[<prev] [next>] [<thread-prev] [thread-next>] [day] [month] [year] [list]
Message-ID: <f75d832e-4b5b-8c7c-d5d9-013f9d5cacef@molgen.mpg.de>
Date: Tue, 20 Nov 2018 23:25:00 +0100
From: Paul Menzel <pmenzel@...gen.mpg.de>
To: Heiner Kallweit <hkallweit1@...il.com>,
Andrew Lunn <andrew@...n.ch>
Cc: Realtek linux nic maintainers <nic_swsd@...ltek.com>,
"David S. Miller" <davem@...emloft.net>, netdev@...r.kernel.org,
linux-kernel@...r.kernel.org
Subject: Re: Realtek NIC uses over 1 Watt with no traffic
Dear Heiner,
Am 20.11.18 um 22:06 schrieb Heiner Kallweit:
> On 20.11.2018 21:31, Paul Menzel wrote:
[…]
>> Am 20.11.18 um 21:14 schrieb Heiner Kallweit:
>>> On 20.11.2018 15:45, Andrew Lunn wrote:
>>>> On Tue, Nov 20, 2018 at 09:40:25AM +0100, Paul Menzel wrote:
>>
>>>>> Using Ubuntu 18.10, Linux 4.18.0-11-generic, PowerTOP 2.9 shows, the NIC
>>>>> uses 1.77 Watts. A network cable is plugged in, but there is no real traffic
>>>>> according to `iftop`. Only an email program is running.
>>>>>
>>>>> $ lspci -nn -s 3:00.1
>>>>> 03:00.1 Ethernet controller [0200]: Realtek Semiconductor Co., Ltd.
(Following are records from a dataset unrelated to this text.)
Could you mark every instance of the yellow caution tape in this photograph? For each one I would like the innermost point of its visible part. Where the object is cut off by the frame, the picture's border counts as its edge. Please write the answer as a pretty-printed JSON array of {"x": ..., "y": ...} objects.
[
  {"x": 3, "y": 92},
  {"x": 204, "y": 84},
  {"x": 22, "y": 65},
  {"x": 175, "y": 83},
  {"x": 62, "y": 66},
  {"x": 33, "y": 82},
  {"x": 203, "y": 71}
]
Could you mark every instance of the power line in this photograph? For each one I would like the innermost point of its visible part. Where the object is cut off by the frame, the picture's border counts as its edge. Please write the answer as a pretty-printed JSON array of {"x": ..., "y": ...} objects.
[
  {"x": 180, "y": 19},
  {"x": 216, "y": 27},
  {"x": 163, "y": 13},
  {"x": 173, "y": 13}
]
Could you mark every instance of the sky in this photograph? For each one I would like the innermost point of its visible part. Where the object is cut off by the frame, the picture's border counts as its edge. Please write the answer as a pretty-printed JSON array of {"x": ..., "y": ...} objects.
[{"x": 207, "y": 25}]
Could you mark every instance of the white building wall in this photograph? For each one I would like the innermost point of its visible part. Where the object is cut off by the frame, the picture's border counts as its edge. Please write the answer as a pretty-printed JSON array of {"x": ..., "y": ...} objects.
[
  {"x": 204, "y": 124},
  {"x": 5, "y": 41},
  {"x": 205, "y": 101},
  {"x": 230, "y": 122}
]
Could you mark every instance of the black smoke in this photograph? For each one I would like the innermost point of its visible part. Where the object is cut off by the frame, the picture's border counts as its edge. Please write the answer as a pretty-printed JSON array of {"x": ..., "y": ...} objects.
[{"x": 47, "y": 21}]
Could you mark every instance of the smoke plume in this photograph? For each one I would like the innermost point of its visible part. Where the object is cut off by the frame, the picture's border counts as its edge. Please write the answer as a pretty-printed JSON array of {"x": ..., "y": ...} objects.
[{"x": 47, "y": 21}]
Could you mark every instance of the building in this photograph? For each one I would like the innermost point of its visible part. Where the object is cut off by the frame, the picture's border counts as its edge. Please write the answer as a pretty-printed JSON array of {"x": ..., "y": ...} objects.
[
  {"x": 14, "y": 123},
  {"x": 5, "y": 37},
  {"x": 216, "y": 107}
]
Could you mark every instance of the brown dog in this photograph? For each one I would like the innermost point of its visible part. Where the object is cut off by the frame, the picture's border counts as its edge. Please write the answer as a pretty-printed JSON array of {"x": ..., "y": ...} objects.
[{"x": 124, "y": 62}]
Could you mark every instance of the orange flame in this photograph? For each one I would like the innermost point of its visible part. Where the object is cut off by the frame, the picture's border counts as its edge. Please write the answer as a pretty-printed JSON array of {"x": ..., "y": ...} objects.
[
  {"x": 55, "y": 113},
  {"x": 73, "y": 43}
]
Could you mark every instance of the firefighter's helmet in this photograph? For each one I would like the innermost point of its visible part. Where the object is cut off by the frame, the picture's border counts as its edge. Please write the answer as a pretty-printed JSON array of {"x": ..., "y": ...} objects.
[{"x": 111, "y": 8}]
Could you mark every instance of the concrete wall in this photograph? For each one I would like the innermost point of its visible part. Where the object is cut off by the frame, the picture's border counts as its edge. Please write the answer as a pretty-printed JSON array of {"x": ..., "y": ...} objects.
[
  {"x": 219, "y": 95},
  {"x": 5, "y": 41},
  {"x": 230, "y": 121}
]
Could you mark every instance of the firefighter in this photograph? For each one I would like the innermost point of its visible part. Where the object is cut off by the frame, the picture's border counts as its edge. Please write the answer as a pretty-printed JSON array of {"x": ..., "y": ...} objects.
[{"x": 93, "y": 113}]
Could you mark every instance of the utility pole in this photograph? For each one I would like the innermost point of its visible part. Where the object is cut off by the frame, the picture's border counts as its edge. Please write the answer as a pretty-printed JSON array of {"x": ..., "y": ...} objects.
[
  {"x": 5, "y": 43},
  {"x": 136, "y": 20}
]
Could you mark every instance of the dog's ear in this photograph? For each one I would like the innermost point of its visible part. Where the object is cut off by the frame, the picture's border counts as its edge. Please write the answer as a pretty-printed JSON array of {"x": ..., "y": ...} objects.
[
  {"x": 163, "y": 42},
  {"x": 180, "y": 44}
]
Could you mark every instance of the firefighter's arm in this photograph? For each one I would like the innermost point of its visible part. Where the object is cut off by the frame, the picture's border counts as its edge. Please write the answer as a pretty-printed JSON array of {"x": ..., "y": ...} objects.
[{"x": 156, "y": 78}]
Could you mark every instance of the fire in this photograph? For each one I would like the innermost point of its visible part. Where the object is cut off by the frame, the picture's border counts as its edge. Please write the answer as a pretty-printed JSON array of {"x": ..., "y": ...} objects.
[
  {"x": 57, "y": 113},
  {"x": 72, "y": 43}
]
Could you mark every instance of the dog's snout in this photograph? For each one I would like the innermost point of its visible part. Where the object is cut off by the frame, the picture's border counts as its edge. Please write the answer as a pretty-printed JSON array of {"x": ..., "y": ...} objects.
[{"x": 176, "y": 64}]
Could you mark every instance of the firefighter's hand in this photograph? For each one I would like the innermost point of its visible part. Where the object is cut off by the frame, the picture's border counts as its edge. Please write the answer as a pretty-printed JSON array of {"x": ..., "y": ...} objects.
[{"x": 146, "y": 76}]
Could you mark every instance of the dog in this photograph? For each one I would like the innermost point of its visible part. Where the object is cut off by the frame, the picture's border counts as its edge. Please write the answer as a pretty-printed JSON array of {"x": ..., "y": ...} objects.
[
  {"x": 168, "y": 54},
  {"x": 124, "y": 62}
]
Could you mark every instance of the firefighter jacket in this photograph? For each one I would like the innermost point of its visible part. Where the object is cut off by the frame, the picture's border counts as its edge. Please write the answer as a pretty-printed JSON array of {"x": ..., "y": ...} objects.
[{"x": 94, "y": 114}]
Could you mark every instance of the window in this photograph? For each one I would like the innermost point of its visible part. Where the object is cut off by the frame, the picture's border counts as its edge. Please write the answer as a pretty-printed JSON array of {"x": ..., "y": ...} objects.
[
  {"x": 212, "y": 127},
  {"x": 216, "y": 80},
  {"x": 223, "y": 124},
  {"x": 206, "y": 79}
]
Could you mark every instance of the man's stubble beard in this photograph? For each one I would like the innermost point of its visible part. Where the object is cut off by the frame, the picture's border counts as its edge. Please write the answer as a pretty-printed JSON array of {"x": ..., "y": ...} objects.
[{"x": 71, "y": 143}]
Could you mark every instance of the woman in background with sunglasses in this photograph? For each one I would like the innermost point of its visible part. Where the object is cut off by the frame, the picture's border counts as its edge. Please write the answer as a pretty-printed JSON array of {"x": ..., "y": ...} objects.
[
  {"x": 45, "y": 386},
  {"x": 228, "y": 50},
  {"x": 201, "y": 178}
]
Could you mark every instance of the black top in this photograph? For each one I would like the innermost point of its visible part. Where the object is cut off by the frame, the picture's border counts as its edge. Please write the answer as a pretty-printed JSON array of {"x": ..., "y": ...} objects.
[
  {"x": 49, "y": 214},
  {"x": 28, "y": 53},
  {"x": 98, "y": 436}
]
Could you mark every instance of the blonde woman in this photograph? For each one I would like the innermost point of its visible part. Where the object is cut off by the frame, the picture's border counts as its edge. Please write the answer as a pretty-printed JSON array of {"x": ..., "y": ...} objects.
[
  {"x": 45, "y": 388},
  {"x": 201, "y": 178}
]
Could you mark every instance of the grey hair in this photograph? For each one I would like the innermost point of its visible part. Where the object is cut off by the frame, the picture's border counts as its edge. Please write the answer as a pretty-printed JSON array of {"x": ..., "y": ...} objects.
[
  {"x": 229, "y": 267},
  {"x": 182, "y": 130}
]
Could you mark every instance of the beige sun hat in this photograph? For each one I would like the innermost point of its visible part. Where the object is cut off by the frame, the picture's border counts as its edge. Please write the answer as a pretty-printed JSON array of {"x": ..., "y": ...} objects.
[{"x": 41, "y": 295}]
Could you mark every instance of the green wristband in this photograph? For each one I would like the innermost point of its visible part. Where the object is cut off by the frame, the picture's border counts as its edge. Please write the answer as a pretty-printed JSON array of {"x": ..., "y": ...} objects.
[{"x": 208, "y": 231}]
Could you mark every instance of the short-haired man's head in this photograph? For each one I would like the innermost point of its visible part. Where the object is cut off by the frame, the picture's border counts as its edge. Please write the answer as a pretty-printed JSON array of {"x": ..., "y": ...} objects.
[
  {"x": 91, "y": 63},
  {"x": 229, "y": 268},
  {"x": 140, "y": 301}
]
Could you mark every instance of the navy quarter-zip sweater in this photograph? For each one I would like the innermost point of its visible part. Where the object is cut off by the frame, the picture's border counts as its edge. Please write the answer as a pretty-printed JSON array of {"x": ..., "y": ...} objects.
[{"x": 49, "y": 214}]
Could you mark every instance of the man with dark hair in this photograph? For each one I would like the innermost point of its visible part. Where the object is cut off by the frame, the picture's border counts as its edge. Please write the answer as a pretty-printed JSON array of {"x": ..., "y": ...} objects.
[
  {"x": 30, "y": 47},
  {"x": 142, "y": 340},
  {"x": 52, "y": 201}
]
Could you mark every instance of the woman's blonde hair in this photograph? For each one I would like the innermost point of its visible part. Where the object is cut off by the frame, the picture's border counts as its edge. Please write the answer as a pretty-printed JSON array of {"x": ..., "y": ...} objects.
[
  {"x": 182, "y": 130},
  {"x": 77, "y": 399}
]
>>>>> RTL8111/8168/8411 PCI Express Gigabit Ethernet Controller [10ec:8168] (rev
>>>>> 12)
>>>>>
>>>>> Is that a measurement error, or does the NIC really need that much power?
>>
>>>> This sounds like Energy Efficient Ethernet, EEE, is not enabled.
>>>>
>>>> What does ethtool --show-eee ethX say?
>>
>> $ sudo ethtool --show-eee enp3s0f1
>> Cannot get EEE settings: Operation not supported
>>
>>> The r8169 driver doesn't support the get_eee ethtool_ops callback.
>>> For certain chip versions EEE gets enabled in the PHY init, for others
>>> not and some don't seem to support EEE at all.
>>>
>>> Apart from EEE one important factor affecting power consumption is ASPM.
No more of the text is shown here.